Le Royaume-Uni obtient sa première nouvelle centrale nucléaire en plus de 20 ans

Au Royaume-Uni, tous les yeux sont rivés sur Hinkley Point C, sur la côte Somerset. La nouvelle centrale nucléaire qui y est construite abritera deux réacteurs pressurisés européens (EPR), qui ont été conçus pour produire plus d’électricité à partir de moins de combustible, nécessiter moins de temps d’arrêt pour l’entretien et réduire le risque d’accidents majeurs. Le projet, qui est actuellement l’un des plus grands chantiers d’Europe, devrait être achevé en 2025.

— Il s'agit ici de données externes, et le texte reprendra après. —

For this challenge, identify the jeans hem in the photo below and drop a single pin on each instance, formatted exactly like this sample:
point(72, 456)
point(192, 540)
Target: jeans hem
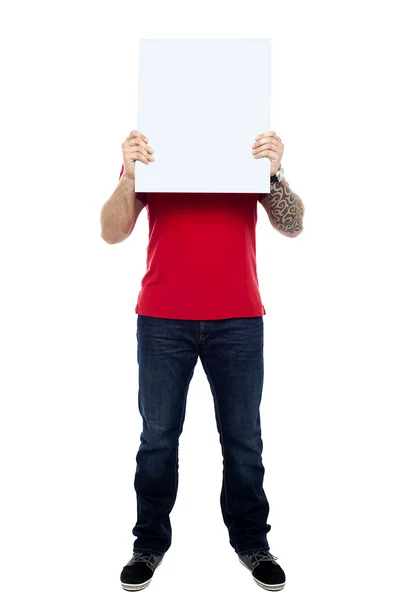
point(149, 551)
point(266, 548)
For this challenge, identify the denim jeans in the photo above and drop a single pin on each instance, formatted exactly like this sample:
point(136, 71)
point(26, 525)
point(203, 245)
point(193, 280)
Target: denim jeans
point(231, 352)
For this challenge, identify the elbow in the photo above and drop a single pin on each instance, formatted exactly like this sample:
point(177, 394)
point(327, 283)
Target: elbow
point(109, 239)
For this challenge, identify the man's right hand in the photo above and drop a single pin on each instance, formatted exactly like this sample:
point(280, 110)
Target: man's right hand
point(134, 148)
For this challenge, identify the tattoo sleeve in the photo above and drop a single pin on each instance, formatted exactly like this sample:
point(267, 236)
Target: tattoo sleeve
point(285, 209)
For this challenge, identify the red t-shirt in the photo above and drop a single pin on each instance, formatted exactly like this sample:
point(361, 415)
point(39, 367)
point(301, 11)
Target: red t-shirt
point(201, 256)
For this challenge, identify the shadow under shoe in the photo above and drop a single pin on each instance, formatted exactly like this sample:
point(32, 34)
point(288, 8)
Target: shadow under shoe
point(137, 573)
point(266, 572)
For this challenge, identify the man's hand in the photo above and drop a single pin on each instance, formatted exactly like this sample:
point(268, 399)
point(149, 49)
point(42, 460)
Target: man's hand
point(270, 145)
point(135, 148)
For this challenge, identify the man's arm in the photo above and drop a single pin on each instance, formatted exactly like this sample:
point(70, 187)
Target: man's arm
point(284, 207)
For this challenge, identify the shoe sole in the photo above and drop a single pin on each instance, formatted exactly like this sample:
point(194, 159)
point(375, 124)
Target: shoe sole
point(272, 587)
point(136, 587)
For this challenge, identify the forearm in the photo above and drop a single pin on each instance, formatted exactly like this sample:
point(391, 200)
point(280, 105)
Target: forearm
point(286, 209)
point(118, 213)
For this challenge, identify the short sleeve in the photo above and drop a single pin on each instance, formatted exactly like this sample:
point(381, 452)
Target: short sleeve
point(142, 196)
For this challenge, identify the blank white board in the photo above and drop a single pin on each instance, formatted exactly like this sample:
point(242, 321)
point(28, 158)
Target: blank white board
point(201, 104)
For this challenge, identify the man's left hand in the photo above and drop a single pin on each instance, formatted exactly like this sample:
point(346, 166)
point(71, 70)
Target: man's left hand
point(269, 145)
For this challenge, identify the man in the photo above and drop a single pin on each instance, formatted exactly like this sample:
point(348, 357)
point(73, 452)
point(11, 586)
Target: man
point(200, 298)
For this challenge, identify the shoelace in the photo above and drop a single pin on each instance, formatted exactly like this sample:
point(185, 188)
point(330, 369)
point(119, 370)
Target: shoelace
point(142, 557)
point(259, 555)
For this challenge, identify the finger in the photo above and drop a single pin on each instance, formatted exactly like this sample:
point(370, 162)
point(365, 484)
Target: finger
point(269, 154)
point(273, 145)
point(136, 142)
point(138, 145)
point(136, 155)
point(268, 140)
point(137, 134)
point(268, 135)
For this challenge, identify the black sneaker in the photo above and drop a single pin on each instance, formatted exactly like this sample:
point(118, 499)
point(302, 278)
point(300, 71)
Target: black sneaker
point(265, 570)
point(138, 572)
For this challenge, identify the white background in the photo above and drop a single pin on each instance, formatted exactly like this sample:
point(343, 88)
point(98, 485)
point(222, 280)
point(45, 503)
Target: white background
point(69, 418)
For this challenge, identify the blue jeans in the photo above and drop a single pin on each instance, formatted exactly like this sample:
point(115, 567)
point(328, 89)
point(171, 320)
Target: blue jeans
point(231, 352)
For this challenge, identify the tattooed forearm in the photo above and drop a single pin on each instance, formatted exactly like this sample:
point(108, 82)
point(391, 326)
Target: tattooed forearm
point(285, 209)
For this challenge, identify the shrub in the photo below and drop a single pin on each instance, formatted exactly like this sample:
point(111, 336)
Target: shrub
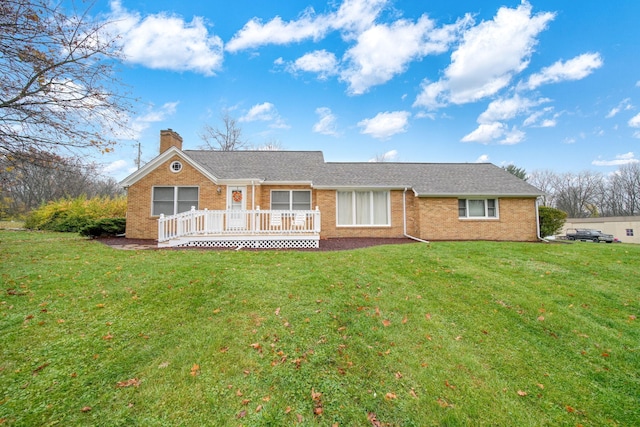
point(104, 227)
point(71, 215)
point(551, 220)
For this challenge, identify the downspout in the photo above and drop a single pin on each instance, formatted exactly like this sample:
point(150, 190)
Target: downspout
point(404, 217)
point(538, 221)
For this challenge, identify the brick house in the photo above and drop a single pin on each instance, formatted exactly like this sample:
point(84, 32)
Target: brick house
point(295, 198)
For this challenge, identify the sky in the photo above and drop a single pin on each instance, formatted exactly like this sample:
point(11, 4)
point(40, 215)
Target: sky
point(541, 84)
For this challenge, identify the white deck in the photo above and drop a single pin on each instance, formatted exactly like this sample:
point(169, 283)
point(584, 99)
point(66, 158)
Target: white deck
point(240, 228)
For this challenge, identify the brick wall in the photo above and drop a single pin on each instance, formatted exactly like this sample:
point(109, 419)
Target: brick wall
point(438, 218)
point(140, 223)
point(327, 202)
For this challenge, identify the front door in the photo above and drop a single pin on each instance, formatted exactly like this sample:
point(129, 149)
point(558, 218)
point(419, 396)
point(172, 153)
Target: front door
point(236, 205)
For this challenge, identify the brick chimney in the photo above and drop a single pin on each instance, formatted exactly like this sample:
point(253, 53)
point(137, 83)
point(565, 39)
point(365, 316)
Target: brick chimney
point(168, 139)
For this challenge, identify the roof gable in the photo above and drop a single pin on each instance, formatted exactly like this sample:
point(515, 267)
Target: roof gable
point(309, 167)
point(157, 161)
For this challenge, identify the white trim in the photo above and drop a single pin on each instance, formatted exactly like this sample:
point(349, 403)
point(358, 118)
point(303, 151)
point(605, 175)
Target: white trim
point(486, 216)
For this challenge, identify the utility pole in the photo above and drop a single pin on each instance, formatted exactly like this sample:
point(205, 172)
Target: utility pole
point(139, 155)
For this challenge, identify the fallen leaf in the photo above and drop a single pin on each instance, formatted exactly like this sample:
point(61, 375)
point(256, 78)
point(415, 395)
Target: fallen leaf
point(129, 383)
point(373, 419)
point(195, 370)
point(443, 403)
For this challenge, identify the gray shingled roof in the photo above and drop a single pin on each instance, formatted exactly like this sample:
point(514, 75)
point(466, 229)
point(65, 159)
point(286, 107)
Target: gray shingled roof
point(283, 166)
point(426, 179)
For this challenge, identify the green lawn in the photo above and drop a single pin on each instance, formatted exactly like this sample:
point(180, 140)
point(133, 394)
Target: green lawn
point(441, 334)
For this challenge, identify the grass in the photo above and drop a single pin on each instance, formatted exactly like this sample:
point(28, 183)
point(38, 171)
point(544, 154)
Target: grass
point(445, 334)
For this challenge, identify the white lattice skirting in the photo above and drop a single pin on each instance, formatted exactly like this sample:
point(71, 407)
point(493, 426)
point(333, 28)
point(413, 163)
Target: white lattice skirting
point(306, 242)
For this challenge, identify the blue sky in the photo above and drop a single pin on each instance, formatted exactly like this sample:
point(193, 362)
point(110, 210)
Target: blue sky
point(540, 84)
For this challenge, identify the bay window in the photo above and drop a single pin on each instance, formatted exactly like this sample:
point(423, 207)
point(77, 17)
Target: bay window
point(478, 208)
point(363, 208)
point(173, 200)
point(291, 200)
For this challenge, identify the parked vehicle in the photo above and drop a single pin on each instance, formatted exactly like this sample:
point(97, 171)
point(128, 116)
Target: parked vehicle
point(588, 234)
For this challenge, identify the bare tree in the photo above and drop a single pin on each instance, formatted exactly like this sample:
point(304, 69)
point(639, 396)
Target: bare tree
point(623, 195)
point(578, 194)
point(25, 185)
point(58, 87)
point(514, 170)
point(228, 137)
point(545, 180)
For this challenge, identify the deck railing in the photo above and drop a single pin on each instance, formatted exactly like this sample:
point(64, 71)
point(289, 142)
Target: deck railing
point(238, 222)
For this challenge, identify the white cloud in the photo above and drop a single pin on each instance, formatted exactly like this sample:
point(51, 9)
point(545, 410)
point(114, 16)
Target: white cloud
point(389, 156)
point(353, 16)
point(385, 125)
point(383, 51)
point(118, 167)
point(265, 112)
point(512, 137)
point(486, 133)
point(489, 132)
point(488, 57)
point(508, 108)
point(320, 62)
point(624, 105)
point(573, 69)
point(141, 123)
point(634, 122)
point(621, 159)
point(167, 42)
point(326, 125)
point(255, 33)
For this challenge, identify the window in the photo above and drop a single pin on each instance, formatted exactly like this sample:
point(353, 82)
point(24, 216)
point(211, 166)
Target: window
point(175, 166)
point(291, 200)
point(478, 208)
point(173, 200)
point(363, 208)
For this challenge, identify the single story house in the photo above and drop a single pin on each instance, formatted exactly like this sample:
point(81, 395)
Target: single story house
point(292, 199)
point(624, 228)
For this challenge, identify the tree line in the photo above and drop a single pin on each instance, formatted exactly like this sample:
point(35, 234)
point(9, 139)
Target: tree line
point(591, 194)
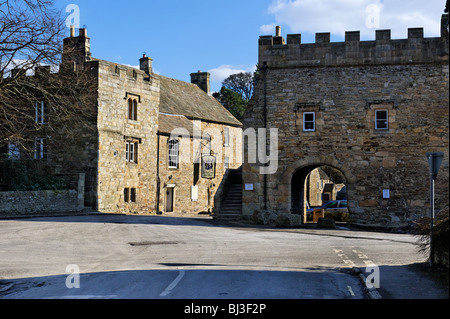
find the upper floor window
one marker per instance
(309, 121)
(132, 109)
(173, 153)
(226, 136)
(40, 148)
(131, 151)
(381, 119)
(40, 111)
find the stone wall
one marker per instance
(409, 78)
(43, 202)
(118, 84)
(188, 175)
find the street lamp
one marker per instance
(435, 161)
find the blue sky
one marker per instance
(221, 37)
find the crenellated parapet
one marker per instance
(276, 51)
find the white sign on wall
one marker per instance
(194, 193)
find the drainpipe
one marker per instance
(265, 126)
(158, 180)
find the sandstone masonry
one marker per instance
(340, 87)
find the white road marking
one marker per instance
(351, 291)
(174, 283)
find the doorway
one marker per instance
(314, 186)
(169, 199)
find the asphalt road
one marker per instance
(156, 257)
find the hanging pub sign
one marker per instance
(208, 166)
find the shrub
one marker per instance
(440, 236)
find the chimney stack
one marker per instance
(145, 64)
(201, 79)
(278, 39)
(278, 31)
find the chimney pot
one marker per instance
(83, 32)
(278, 31)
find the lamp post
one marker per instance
(435, 161)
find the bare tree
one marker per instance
(31, 33)
(34, 101)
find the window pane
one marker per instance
(309, 125)
(381, 119)
(309, 121)
(135, 110)
(309, 117)
(173, 154)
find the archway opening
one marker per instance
(320, 187)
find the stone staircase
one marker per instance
(231, 204)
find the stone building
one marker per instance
(371, 109)
(144, 128)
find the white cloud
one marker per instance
(336, 17)
(222, 72)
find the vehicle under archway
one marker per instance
(319, 186)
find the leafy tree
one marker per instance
(232, 101)
(236, 92)
(241, 83)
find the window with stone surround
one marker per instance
(226, 136)
(381, 119)
(129, 195)
(40, 112)
(173, 153)
(381, 116)
(131, 151)
(132, 109)
(40, 148)
(309, 121)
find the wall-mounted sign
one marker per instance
(194, 193)
(248, 187)
(208, 166)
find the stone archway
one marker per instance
(296, 179)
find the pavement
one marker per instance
(413, 281)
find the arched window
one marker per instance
(132, 109)
(173, 153)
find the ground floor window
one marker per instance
(129, 195)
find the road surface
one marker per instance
(157, 257)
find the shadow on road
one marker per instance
(189, 284)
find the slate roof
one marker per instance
(182, 98)
(169, 122)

Le Moyen-Orient se protège contre la dépendance au pétrole

Les grands pays pétroliers du monde investissent également dans le nucléaire en diversifiant leurs stratégies énergétiques pour répondre à la demande accrue d’électricité. Lorsqu’elle entrera en service en 2020, la centrale nucléaire de Barakah fournira un quart de l’énergie des Émirats arabes unis et économisera 12 millions de tonnes d’émissions de carbone chaque année. L’Arabie saoudite prévoit également la construction de 16 réacteurs nucléaires au cours des deux prochaines décennies qui fourniront 15% de son électricité.

Le Canada maintient le cap

L’énergie nucléaire n’est pas une nouvelle voie pour le Canada, où le secteur de 6 milliards de dollars emploie environ 60 000 personnes. Le Canada est un chef de file mondial dans le domaine de l’énergie nucléaire depuis la mise au point du premier réacteur CANDU en 1952. Le Canada abrite 19 des 446 réacteurs nucléaires opérationnels du monde, qui produisent 16,6% de l’électricité du pays. La centrale nucléaire de Bruce Power, en Ontario, est la plus grande centrale nucléaire en exploitation au monde et fournit de l’énergie depuis 1977. Le Canada est également le principal fournisseur mondial d’uranium et abrite les gisements d’uranium à la plus haute teneur au monde.